Most composers get their musical start early, obtaining training in childhood through lessons and camps. Since composing is a highly competitive field, internships with composers and orchestras offer musicians a chance to gain experience and build relationships in the industry.

Do Composers Get Royalties?

The compensation structure for musicians and composers is complex. Royalties are based on the possession of the music’s copyrights and the form of the distribution: print, public performance, synchronization with visual media and mechanical.

A fair compensation package states that the composer collects 100% of the backend royalties through GMR, SESAC, BMI or ASCAP. The composer agrees to sell the music copyright to the production company in exchange for those royalties.

How Do I Get Into Film Music?

First, get an education.
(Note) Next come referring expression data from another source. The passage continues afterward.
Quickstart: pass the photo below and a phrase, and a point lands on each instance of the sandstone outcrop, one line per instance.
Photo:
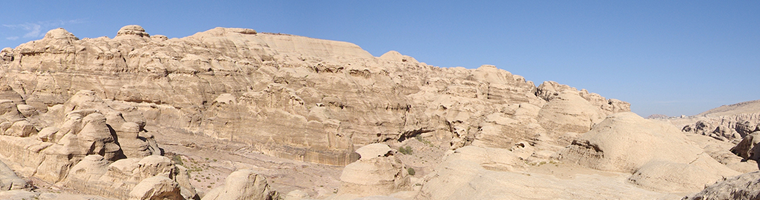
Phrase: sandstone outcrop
(241, 85)
(377, 172)
(728, 122)
(745, 186)
(748, 147)
(243, 185)
(491, 173)
(9, 180)
(656, 154)
(150, 177)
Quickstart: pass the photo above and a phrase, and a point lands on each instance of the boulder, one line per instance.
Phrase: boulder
(748, 148)
(156, 188)
(378, 172)
(745, 186)
(243, 185)
(656, 153)
(9, 180)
Since filmmaking is a large and competitive industry, the more training you have, the more likely you are to develop the necessary skills at a high level. Find teachers who will push you to greater musical heights, and look for internships in the industry. Find mentors already in the industry and learn, learn, learn.

Next, get composing! Craft a showreel and a CV, and create an online presence to establish your musical identity. Stay abreast of the latest trends in movie soundtracks, and practice composing orchestral mock-ups to take to face-to-face meetings.

Finally, get out there and meet people in the industry. Make connections on smaller film sets, and don’t be shy about asking for recommendations. Back up your requests with a reputation for hard work, excellent skills and good communication.